Search This Blog

Thursday, 29 January 2015

Using Data Protector to back up your AWS (Amazon EC2) instances

Your cloud-hosted infrastructure (whether it is on Azure, AWS, Google App Engine, IBM Rackspace or HP Cloud) is going to consist of:
  • Cattle, which are machines that you have automatically created and which contain no state that can be lost. They might have a replica of some data, but there will be other copies. If these machines fail, you just restart them or create a new instance. Hopefully you have this process automated.
  • Pets, which are machines that you administer and are installed manually. When these fail, you want to restore from a backup.
If you are a completely green-field site, then you won't have any backup infrastructure. But if you already have some in-house servers, then you will probably have existing backup infrastructure that you would want to make use of.

For example, the cheapest storage in the cloud at the moment appears to be Amazon Glacier, which costs USD10 per terabyte. But if you already have a tape library (or even a single standalone modern tape drive), you can easily have long-term cold storage at $0.50 per TB or less, and you probably already have some tapes.

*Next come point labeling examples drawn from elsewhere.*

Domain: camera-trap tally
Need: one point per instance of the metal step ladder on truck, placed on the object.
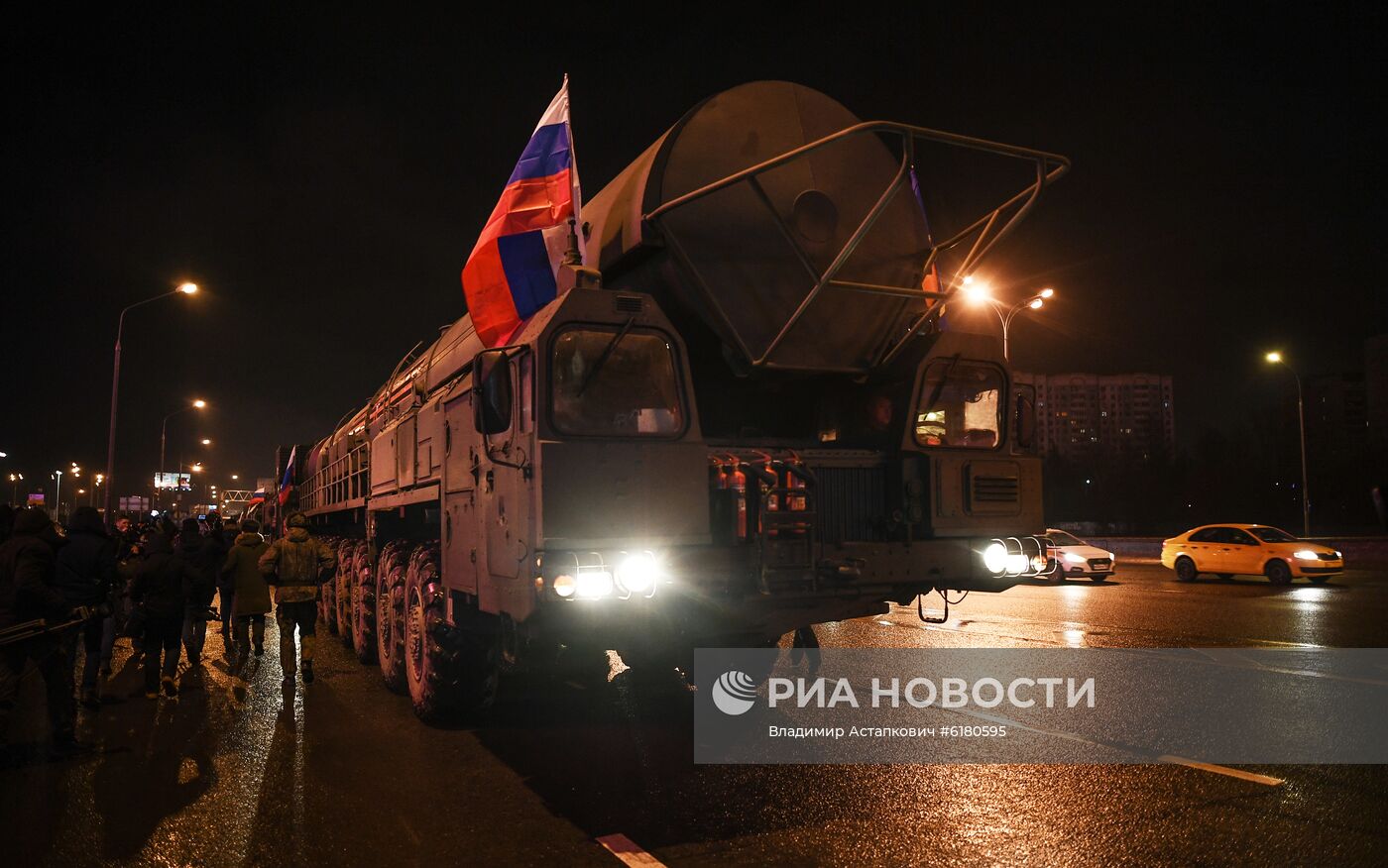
(743, 417)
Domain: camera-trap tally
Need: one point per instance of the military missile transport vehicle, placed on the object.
(745, 415)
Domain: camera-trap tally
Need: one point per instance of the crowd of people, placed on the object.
(153, 583)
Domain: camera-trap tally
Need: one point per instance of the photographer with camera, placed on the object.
(85, 575)
(295, 565)
(204, 555)
(247, 591)
(163, 586)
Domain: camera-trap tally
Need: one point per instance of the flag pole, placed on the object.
(575, 189)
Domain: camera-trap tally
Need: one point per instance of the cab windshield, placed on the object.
(1272, 534)
(960, 405)
(608, 381)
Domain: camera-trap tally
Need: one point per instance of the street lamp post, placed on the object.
(979, 292)
(164, 427)
(186, 288)
(1276, 358)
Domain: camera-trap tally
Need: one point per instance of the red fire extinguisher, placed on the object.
(795, 500)
(738, 482)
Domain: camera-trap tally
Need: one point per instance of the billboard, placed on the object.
(176, 482)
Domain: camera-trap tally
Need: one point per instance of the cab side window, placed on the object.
(1238, 537)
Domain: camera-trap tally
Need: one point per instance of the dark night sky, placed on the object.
(323, 175)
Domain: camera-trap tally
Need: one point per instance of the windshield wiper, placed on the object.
(940, 387)
(607, 354)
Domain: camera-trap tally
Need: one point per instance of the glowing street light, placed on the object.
(183, 288)
(1276, 358)
(978, 292)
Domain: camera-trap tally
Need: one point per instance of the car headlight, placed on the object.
(995, 558)
(638, 573)
(593, 584)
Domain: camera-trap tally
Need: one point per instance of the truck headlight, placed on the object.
(593, 584)
(995, 558)
(638, 573)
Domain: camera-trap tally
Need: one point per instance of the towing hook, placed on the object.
(849, 569)
(920, 607)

Likewise, if you already have a Data Protector cell manager license, you might as well keep using it because it will work out cheaper than any dedicated cloud-hosting provider.

Broadly speaking, there are four options: a virtual tape library, external control EBS, StoreOnce in the cloud or the HP cloud device.

Virtual tape library

This option is appropriate if you are very, very constrained by your budget and need to be very conservative in how you do backup changes. If you are currently backing up to a tape library, then this lets you keep the illusion of the same thing but put it into the cloud.
  • Create a Linux instance in an availability zone that you are not otherwise using. 
  • Install mhvtl on to it, and configure a virtual tape library with it. 
  • Mount a very large block image (persistent storage device) on /opt/mhvtl. 
  • You can now use this tape library just as if it were a real tape library.
If the Linux instance fails, then start a new instance, install mhvtl again, and change the host controlling the library. Note that media agent licenses are concurrent so if you make sure that you use this tape library only when you aren't using your in-house library, there is no additional licensing cost associated with this.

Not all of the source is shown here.